External work in raising a stone

Question

Suppose a person is raising a stone upwards against the force of gravity. The common methodology that is followed is this: Since gravity pulls by $mg$ force,the person has to put $mg$ force in opposite direction to make the stone move with constant velocity making the external work of agent $mgh$. But here is a doubt of mine. Since a person is holding the stone,there must be a normal reaction between the palm of the hand and stone. Now, the forces acting on stone are gravity $mg$,normal reaction $N$ and force of agent $F$,so the required equation should be $N+F=mg$. I don't know why normal reaction is taken into account in normal methodology. Or i am being wrong somewhere?

Answer 1

The normal force between the hand and the stone is the same thing as the "force of agent".

"Normal force" is just a blanket term that applies to the component of the force of interaction between two surfaces that is perpendicular to the surfaces at the point of contact. So the "force if agent" in your case is a normal force, but putting both $N$ and $F$ is double counting the single force the person exerts on the rock.

Answer 2

@Biophysicist is right. I am adding some more points to clarify your doubt. The basic concept is that the Normal Reaction force is electromagnetic in nature, i.e., it arises due to interaction at the atomic/subatomic level. It can not simply be calculated by any predefined equation like $\frac{kq_1q_2}{r^2}$ unlike gravitational force. Gravitational force can be calculated using a predefined equation like $\frac{Gm_1m_2}{r^2}$. The $mg$ is actually $m(\frac{GM_{earth}}{R_{earth}^2})$. I want to clarify one misconception that $N = mg$ because of action reaction pair. It is not true. The hidden piece of information in Newton's 3rd law is that the action and reaction forces must be of same nature. Electromagnetic force and gravitational force are not of same nature. Hence $N$ and weight are not action reaction pairs. Rather, the force exerted by earth on stone and the force exerted by stone on earth are action reaction pairs. $N$ is named normal reaction because it is due to contact force between two surfaces. So, contact force exerted by stone on ground and normal reaction exerted by ground on stone are action reaction pairs. Now, coming back to calculating $N$. $N$ can be calculated by observing the state of the object. When the stone is kept on the ground, we can observe that it is in rest. So, we can tell "no matter what be the complex molecular/atomic interactions, as I can see the object at rest, the net external force must be $0$ ". The external forces are $N$ (normal reaction on stone from ground) and $mg$ (force exerted on stone by earth). So $N - mg = m(0) = 0$ or $N = mg$. When we lift the stone, we can similarly tell "I don't care about the complicated interactions at atomic level, as I can see the object at motion, the net force must be according to Newton's 2nd law". So, $N - mg = ma$ or $N = m(g+a)$. The term used for this kind of behaviour of $N$ is "self-adjusting" nature. To understand this imagine you and your friend sitting on a bed. Suppose your weight is $50 kgwt$ and that of your friend is $70 kgwt$. Both of you are at rest. If $N$ would be $70$ for you then you would bounce but that does not happen. That's self adjusting nature.

Answer 3

1. What you are saying seems correct to me that there is already the Normal force with the same magnitude as the gravitational force mg on the particle/mass you are lifting. BUT it is only right till the time you hold it. It is justified as long as you hold it(just hold it still in one place, and the mass is not moving). Now, since the acceleration is zero, the only forces acting on the mass you are holding are normal and gravitational.

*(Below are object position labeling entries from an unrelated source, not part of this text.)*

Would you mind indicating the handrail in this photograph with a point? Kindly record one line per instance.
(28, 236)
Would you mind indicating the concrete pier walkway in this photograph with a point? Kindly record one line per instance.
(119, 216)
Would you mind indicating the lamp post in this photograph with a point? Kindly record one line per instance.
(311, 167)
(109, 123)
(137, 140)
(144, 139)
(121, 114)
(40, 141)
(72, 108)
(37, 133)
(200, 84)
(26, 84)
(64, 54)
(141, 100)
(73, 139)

Newton's second and third law satisfied (action-reaction pair and the net force is 0 since net acceleration while only holding is 0)

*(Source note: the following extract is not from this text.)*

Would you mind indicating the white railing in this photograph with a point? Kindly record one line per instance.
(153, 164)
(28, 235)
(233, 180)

2. When you are trying to lift the mass, you need to accelerate it from its rest position in your hand, it has some inertia(inherent property of mass). SO, we need to apply a force on it, which you termed "extra" apart from the normal reaction(which you denoted as F)

In all, the action-reaction pair cancel out each other whether you are holding your mass or accelerating it.

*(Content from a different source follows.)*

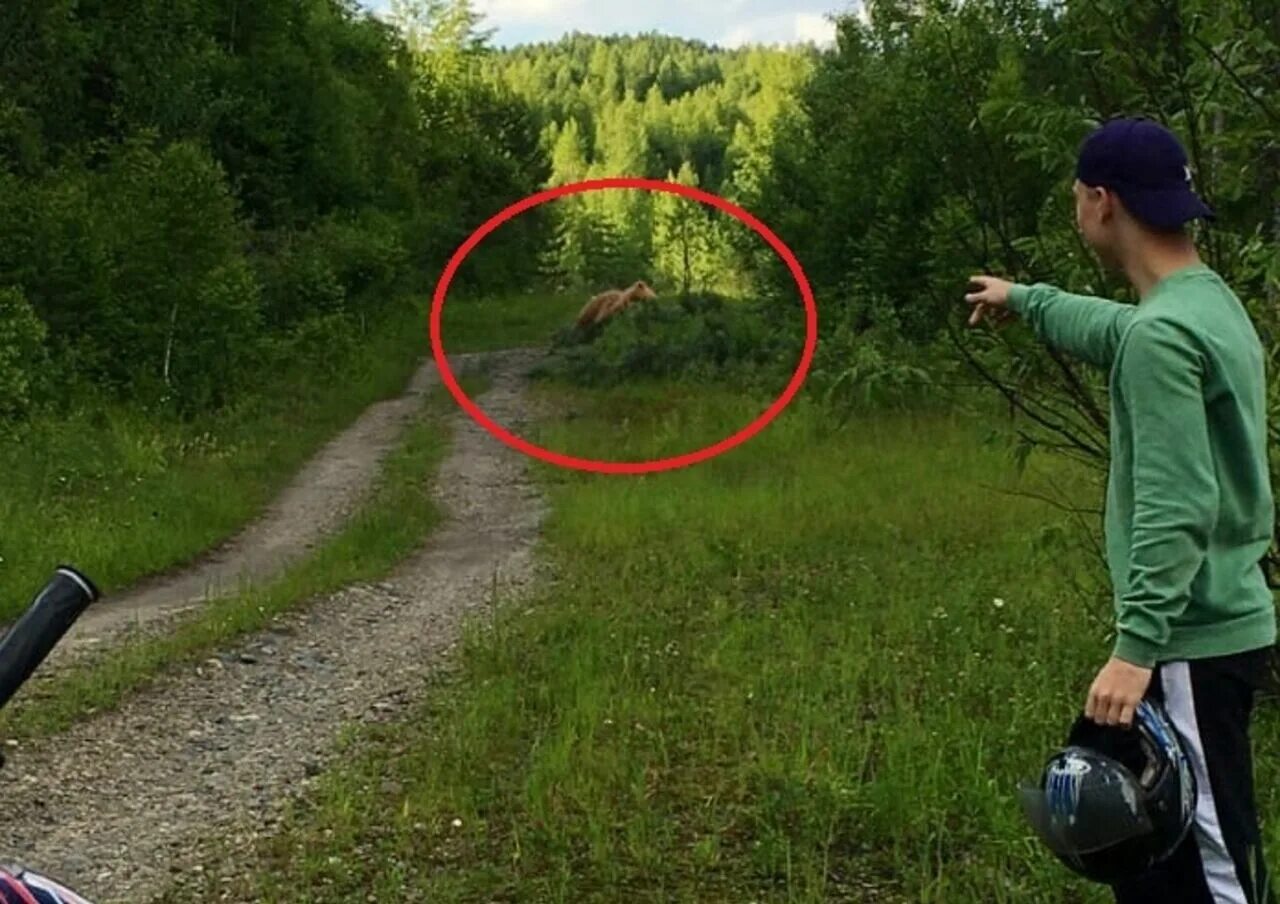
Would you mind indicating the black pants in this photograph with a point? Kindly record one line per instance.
(1210, 703)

But, there is the force you apply to it to change its momentum. Let that force be F(which you said extra-to lift the mass-to accelerate it from rest resulting from action-reaction)

NOTE: You are applying a net force of N+Force(to accelerate from rest)>mg if F>0. So, there is a net force.

The equation will be: N+F-mg=ma(net)

N+F=m(g+a)

Since N=mg

F=ma(net)

So, your N component is resolved by the mg.

Also, in your equation,(which is wrong), N+F=mg, you are stating that if F is not equal to 0, then N is less than mg, but N and mg are action-reaction pairs.

It wont sink in at once-read it again, Good Day!

EDIT 1: See to make an object move at a constant velocity, it first needs to accelerate to that velocity in some earlier time, then the net force =0 can be done via the intervention of you.

EDIT 2: As S Das pointed out, I would first like to say that I know what I had done. I did it just to make this thing simpler for the questioner. I have put it in the comments section that N and mg are not action-reaction pair.